Thomas Sowell talks economics sense on Housing

On the birthday of Ludwig von Mises it is appropriate that the greatest living economist and philosopher, Thomas Sowell, takes out his rapier and puts a few holes in the old canard of government promoted affordable housing.

Many years ago, when I first started reading Sowell, he made rent controls and housing supply and price manipulation a target of his ire. He can still do it because the government and finance/banking apparatchiks and mandarins still think they can make a silk purse from a sow’s ear.

You might have forgotten rent control and the Community Reinvestment Act and eliminating red lining and proper lending practices–you might have forgotten, if you are an idiot and were asleep when hell broke loose in the capital and investment markets less than 10 years ago. Well government slugs never learn. The Fed never learns–they are political and irresponsible and debt can be kicked down the road. So can the cost of bailouts. Currency debauchery–what currency debauchery?

As Sowell has always pointed out, markets are manipulated to our dismay and harm.

The housing and mortgage nonsense and the misconduct of the bankers and lenders, urged on by the government cheap housing push created the crash of 2008. So Freddie and Fannie are still in business and the socialists still believe in the free lunch or loose credit and lending to create the illusion of prosperity.

Did you know that the economy is great and unemployment is back down. Sure it is.


3 responses to “Thomas Sowell talks economics sense on Housing

  1. I think we are getting to the point where the promotion of medical care and education in a big way by the Feds is taking a big bite out of housing. The rising cost of Medicaid for most states is one of the things that led to sharp cuts in state support for public colleges and universities. This led to higher tuition and fees. The Fed responded to this by making money available for anyone wanting to go to college without regard to the income that might be made from their field of study. So we now have millennials coming of age but they’re holding off starting families and buying houses because they have so much student loan debt. Their salaries are held down by the high cost of health insurance that proportionately a very big part of entry level salaries. So with fewer entry level buyers, the housing markets are in the doldrums although is likely great for those who have rental properties. The imbalances created by government social engineering has created problems that will percolate through the US economy for a long time to come.

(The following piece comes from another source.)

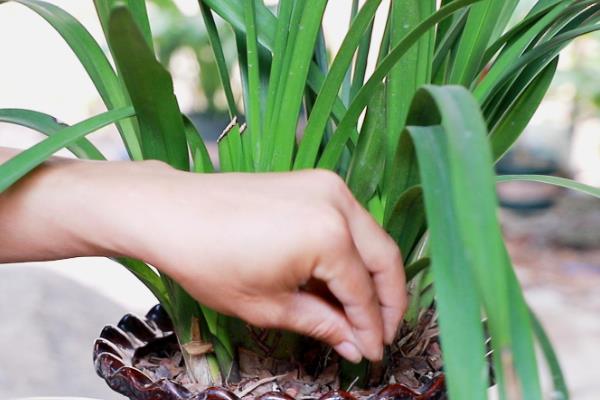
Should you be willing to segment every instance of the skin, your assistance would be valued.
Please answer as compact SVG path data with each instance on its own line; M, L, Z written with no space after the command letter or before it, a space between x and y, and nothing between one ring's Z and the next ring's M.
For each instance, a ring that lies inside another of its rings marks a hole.
M0 148L0 162L16 154ZM53 158L0 194L0 262L141 259L199 302L377 361L406 309L394 241L327 171Z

  2. Market distortions, manias and cyclical economics, that’s all you need to know. Here, have some reading:

    -Extraordinary Popular Delusions & the Madness of Crowds

    -Doctor Housing Bubble

    -Kondratiev Waves

    Strauss–Howe generational theory

    Hope this helps.

    Just a thought.


  3. Low interest rates have created the next bubble. The Fed’s eventual raising of rates will crash things all over again because far too much debt has been wracked up under these low rate conditions. This will occur on two levels. First, the government deficits will shoot up having everyone finger-pointing spending when the reality is that it will be the increasingly larger service on the debt figure. Second, private sector/community will see a resurgence in bankruptcy and strategic defaults when debt servicing costs shoot up there as well. Anyone still being suckered into ARMs will see their houses become problems while anyone milking rotating debt (credit cards) for buying power now will find it far more difficult to live their current lifestyle. Of course, the lemmings will buy into the class warfare about evil corporations not raising wages and that we need a higher minimum wage — all the while being oblivious to the root cause which is the Fed’s 0% interest rates and printing presses.